Our daughter ended up in the hospital for 4 days after a weekend at my father and his second wife's home.. They smoked in their home.. We even told them we would stay at a hotel, but they insisted we stay.. we had flown in, no rental car, it was like a nightmare.

I think as moms, we turn into mama bears.. It may look and sound rude to others, but we know what we need to protect our children.. You do what you need to do, these people sound like a big ol mess.

Sounds like your husband is not quite a man.. He is afraid to stand up to his mom and grandmother.. He may change, he may not change.. You will need to decide if you can handle this..

8 moms found this helpful

Maybe it was rude, but after the comment from the grandmother, I wouldn't have said bye either. But don't take it personally, that's obviously just who they are; it is not about you.

7 moms found this helpful

I would have left, too, but I would have said my "goodbyes" first. Just because they're low class doesn't mean you have to be, too.

6 moms found this helpful

You were told to deal with it - and I think you dealt with it fairly fine.
I think I would have said "Well, it's been a great visit but we must be going" as I bundled up my baby and headed for the door.
Your husband could have stood up for you better or left with you or make apologies on your behalf but he'd rather gripe at you than make waves with the old folks.
It might have been a drama filled incident but I would not let that ruin your whole day.

6 moms found this helpful

I completely understand where you are coming from. Had a similiar situation. Not only did I not want that around my child, I have since experienced how just slight exposure can trigger her allergies and asthma (not even from being in the same room or there being a lot of smoke). We just can't allow it AT ALL.

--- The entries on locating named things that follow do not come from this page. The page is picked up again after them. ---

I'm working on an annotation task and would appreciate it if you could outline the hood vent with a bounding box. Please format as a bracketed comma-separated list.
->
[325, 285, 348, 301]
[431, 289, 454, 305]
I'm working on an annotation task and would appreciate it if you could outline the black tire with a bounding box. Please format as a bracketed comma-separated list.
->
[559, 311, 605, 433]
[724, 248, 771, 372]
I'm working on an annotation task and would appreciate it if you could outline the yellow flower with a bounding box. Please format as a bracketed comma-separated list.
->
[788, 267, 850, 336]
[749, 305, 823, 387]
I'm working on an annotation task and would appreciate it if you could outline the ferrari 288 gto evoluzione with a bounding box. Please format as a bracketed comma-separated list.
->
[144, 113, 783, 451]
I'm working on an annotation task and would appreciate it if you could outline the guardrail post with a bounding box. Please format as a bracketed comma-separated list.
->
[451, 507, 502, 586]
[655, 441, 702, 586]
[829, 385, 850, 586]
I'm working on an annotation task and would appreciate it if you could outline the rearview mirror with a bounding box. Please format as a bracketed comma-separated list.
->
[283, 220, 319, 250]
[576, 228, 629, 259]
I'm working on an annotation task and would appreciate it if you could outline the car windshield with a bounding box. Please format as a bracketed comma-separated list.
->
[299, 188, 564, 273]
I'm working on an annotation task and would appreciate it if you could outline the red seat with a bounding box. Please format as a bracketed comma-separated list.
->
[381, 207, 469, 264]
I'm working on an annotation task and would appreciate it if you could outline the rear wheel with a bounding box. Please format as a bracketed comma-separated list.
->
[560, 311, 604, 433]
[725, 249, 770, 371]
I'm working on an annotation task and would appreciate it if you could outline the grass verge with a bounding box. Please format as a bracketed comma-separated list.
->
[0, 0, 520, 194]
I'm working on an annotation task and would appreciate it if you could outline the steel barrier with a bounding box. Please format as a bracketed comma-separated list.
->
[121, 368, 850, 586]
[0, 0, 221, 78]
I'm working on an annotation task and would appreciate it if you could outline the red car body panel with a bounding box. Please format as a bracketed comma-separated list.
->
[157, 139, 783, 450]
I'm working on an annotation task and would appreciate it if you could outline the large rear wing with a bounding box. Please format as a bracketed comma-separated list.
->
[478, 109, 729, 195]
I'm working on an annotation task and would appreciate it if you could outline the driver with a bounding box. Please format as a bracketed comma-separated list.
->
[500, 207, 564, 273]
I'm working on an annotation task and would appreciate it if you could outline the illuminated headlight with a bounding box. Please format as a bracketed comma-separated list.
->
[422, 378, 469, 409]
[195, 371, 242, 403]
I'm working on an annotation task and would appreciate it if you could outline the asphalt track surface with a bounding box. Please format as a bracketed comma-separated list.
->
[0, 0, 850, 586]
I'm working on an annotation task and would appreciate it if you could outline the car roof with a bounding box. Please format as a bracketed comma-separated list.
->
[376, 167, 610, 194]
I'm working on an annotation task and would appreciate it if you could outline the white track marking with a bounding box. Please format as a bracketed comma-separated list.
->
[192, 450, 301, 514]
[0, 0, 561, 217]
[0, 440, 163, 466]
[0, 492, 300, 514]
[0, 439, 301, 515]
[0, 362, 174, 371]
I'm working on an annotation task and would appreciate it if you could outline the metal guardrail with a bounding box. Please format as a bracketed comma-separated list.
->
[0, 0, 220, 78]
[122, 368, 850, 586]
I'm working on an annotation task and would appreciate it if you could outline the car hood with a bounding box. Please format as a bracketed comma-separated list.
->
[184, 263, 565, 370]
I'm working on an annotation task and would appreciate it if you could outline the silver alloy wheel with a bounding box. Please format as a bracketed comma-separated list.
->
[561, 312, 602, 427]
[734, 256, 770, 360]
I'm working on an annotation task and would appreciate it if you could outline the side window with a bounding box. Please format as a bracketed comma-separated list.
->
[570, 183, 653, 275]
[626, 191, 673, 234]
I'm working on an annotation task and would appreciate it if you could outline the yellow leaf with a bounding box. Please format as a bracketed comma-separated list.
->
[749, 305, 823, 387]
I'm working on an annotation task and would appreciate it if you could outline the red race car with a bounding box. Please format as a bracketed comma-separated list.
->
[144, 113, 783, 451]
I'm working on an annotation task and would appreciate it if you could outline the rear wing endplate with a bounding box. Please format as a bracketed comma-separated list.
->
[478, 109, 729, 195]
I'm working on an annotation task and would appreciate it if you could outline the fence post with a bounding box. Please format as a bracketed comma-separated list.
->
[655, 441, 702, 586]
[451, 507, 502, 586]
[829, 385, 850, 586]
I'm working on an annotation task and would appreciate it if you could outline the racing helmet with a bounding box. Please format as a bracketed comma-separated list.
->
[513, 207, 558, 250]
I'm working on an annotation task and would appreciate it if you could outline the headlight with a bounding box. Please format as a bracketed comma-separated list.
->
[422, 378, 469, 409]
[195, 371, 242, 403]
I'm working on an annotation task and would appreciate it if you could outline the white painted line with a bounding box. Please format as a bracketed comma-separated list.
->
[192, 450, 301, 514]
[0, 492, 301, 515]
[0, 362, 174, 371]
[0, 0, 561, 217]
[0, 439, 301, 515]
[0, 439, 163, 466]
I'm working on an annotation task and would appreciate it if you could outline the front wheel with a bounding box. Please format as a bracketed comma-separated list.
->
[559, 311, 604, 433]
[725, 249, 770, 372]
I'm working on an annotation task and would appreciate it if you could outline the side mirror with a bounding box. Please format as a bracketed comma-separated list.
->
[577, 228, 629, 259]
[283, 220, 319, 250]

Your hubby DID say something to them but they disregarded him. The real problem is that he was not prepared to take action and you were. Means you weren't on the same page. For example, before going the two of you should have had a game plan...he would say something but if that didn't work you would both pack up and say "I am so sorry, we just can't stay. Merry Christmas".

You could have said goodbye but you were by far not the rudest one there.